The Long Way Home
There’s a road that can be forgotten in the rush of the daily minutia that makes up the ticking seconds of a life. There are things that have to be done to feed the big machine. There are things that have to be done to make sure the gears keep turning. The machine is important. Bills don’t get paid and bellies don’t get filled if the machine isn’t given its due. Sometimes it’s hard to remember that the machine is just a tool meant to accomplish a very basic task. Too much attention paid to the metal giant and the machine starts to take on a life of its own. Worship overlong at the altar and the machine becomes a god and a petty and jealous one at that. In the end it will require you to sacrifice everything in the name of its cause. Like some old myth come to life it will fill the sky and the land around until everything is the machine and the machine is everything.
Inertia is an interesting concept. Newton’s law of inertia states, in a nutshell, that it is the natural tendency of objects to resist changes in their state of motion until some other force acts upon them. The machine loves inertia. Inertia keeps the machine fed and oiled. The doctrines of the Church of the Machine forbid its disciples to enact an opposing force to that inertia. The machine desires to keep all purposes at one with its need to survive and dominate.
Feed the machine. It is a necessary evil. But you must decide when and what it will eat. Embrace change. Bend it to your time and your purpose. The machine is powerful. It will fight you but never forget that it is only a means to an end and not the end itself. There are many ways to get to where we’re all going but in the end all roads lead to Rome.
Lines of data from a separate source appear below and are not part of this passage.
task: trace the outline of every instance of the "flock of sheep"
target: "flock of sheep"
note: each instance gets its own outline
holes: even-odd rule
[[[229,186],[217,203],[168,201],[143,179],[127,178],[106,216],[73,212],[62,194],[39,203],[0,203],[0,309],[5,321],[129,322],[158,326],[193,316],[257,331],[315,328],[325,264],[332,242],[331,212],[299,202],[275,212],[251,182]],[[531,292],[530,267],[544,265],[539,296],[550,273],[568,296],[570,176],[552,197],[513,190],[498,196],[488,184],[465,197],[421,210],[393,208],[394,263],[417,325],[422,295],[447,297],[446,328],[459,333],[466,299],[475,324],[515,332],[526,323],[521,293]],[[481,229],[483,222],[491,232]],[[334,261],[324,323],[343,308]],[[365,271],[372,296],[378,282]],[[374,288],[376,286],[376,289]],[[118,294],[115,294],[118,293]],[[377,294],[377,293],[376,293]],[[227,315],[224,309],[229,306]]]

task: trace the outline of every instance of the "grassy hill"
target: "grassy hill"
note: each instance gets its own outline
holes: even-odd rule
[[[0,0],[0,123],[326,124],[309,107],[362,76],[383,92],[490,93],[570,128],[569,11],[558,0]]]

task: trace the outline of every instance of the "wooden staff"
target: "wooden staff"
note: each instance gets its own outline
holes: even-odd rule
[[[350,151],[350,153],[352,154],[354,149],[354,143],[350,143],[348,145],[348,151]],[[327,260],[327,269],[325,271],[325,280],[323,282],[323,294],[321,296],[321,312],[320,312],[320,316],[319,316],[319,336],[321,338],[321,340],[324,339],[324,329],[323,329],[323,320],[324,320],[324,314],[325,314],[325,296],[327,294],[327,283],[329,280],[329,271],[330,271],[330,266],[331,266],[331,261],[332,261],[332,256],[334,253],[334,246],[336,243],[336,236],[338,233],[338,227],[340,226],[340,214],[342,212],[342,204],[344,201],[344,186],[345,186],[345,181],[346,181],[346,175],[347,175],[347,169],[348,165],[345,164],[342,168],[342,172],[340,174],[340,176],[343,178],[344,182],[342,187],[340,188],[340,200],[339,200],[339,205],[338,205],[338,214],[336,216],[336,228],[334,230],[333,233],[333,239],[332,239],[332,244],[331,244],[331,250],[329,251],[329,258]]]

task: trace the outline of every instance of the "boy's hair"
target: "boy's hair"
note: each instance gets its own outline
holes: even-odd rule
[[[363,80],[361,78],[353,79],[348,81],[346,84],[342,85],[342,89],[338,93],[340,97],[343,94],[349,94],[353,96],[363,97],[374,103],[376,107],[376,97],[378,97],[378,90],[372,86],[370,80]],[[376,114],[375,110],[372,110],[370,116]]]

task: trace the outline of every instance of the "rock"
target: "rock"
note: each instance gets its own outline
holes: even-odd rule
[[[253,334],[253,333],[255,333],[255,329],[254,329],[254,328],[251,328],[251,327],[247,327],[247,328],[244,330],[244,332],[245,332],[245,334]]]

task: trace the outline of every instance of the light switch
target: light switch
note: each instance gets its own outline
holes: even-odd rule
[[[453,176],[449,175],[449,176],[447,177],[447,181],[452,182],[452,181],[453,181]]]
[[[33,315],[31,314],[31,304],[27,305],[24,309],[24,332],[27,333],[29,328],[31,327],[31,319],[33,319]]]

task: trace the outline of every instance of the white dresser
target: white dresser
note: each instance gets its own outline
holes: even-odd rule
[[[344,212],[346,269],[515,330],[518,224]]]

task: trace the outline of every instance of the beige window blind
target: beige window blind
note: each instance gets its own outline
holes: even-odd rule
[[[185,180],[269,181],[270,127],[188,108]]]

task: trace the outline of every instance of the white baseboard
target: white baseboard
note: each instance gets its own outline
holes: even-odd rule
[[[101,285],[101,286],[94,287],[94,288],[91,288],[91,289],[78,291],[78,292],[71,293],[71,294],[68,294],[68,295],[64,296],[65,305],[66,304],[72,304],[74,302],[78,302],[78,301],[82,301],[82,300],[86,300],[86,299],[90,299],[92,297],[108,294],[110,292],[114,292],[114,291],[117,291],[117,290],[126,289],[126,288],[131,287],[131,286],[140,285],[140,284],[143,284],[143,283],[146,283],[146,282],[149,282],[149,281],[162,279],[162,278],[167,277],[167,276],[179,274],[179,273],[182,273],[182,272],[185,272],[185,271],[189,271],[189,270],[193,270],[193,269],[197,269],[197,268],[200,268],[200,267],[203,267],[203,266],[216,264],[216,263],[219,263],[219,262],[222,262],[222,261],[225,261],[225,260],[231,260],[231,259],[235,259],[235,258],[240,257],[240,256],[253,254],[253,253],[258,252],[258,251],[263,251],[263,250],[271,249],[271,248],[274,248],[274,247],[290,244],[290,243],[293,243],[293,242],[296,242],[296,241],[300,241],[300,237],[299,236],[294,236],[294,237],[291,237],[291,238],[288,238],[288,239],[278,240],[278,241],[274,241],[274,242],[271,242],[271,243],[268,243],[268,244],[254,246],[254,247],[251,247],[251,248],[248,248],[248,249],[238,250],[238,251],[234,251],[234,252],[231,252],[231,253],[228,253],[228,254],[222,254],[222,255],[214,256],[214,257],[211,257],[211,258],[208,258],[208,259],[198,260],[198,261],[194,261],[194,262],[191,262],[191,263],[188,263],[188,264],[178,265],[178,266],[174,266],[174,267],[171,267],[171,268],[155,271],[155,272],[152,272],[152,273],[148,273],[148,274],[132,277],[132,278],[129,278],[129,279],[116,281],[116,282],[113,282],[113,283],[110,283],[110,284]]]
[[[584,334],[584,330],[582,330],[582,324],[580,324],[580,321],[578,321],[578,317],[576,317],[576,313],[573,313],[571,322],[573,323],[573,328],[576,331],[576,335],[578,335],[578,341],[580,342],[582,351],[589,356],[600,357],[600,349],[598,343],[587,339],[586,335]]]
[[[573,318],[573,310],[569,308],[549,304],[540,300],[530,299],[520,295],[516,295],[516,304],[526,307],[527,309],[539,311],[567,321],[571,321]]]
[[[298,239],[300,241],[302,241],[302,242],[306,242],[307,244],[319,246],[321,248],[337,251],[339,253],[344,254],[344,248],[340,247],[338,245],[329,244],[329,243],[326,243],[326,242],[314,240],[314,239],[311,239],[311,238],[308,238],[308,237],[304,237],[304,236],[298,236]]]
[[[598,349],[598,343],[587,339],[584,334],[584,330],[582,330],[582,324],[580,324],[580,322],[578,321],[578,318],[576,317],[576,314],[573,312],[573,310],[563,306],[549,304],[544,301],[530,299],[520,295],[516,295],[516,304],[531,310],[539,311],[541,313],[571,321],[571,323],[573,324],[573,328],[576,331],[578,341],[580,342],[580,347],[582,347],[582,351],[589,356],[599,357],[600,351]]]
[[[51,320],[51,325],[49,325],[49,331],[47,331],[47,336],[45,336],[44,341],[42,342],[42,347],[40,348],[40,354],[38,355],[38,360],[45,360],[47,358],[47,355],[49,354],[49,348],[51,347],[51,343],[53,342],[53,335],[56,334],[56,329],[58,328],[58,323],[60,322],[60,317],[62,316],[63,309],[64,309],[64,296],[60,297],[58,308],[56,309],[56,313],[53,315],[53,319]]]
So if you’d like to, take the long way home.
The Road Not Taken
Two roads diverged in a yellow wood,
And sorry I could not travel both
And be one traveler, long I stood
And looked down one as far as I could
To where it bent in the undergrowth;
Then took the other, as just as fair,
And having perhaps the better claim,
Because it was grassy and wanted wear;
Though as for that the passing there
Had worn them really about the same,
And both that morning equally lay
In leaves no step had trodden black.
Oh, I kept the first for another day!
Yet knowing how way leads on to way,
I doubted if I should ever come back.
I shall be telling this with a sigh
Somewhere ages and ages hence:
Two roads diverged in a wood, and I–
I took the one less traveled by,
And that has made all the difference.